Unfortunately, none of these points are likely to be very persuasive. This is because there seems to be very different starting premises upon which the world views that are home to opposing political and social ideas are built. There are a number of fundamental differences between what Sowell calls the ‘constrained’ and the ‘unconstrained’ visions of the world that correlate roughly with conservative and left-liberal political thinking.
Progressives think that humans are highly malleable, and that the problems we see are the result of bad institutions. If we just changed them, things would be better. There is a very good case for this, since there have been many improvements over the span of human civilization’s long development, and especially of late. They also believe much more strongly in human improvability, and their ideas seem to presume belief in the idea that there are genuine ‘solutions’ to humanity’s problems.
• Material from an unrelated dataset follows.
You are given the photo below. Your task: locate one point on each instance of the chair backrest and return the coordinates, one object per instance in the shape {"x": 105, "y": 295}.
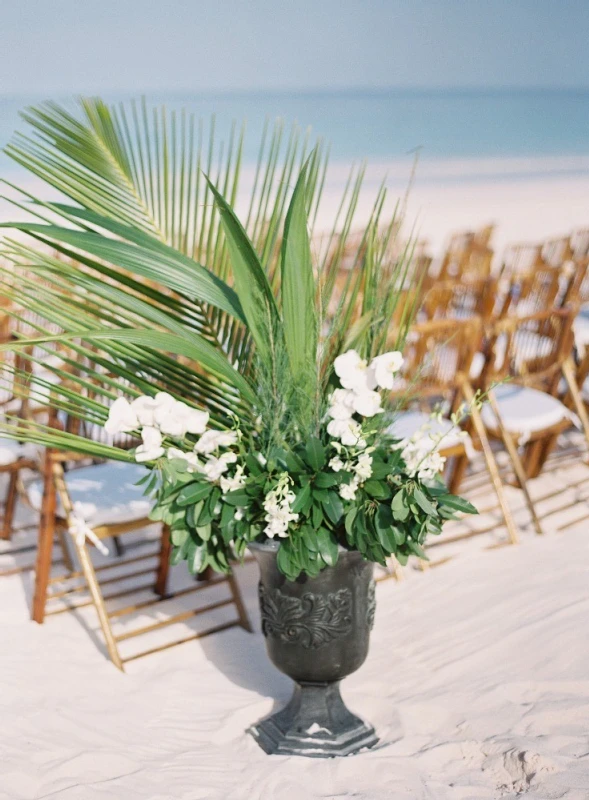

Conservatives, on the other hand, think people are basically unformed and amoral, without refinement through upbringing, culture and institutions that are required to bring out the best in them. Because of this, they don’t assume that there are ‘solutions’ out there in the world of political and social decision-making. Instead, there are only better and worse trade-offs that we can make with limited resources, knowledge, and flawed characters. Ultimately, every person must become good themselves through the actions that they undertake in their lives. You cannot ‘engineer’ this, it must be made and earned through trial and error, the development of personal character and excellence, the experience and overcoming of hardship, and hard work by real people, not imposed benevolently through the designs of bureaucrats or intellectuals.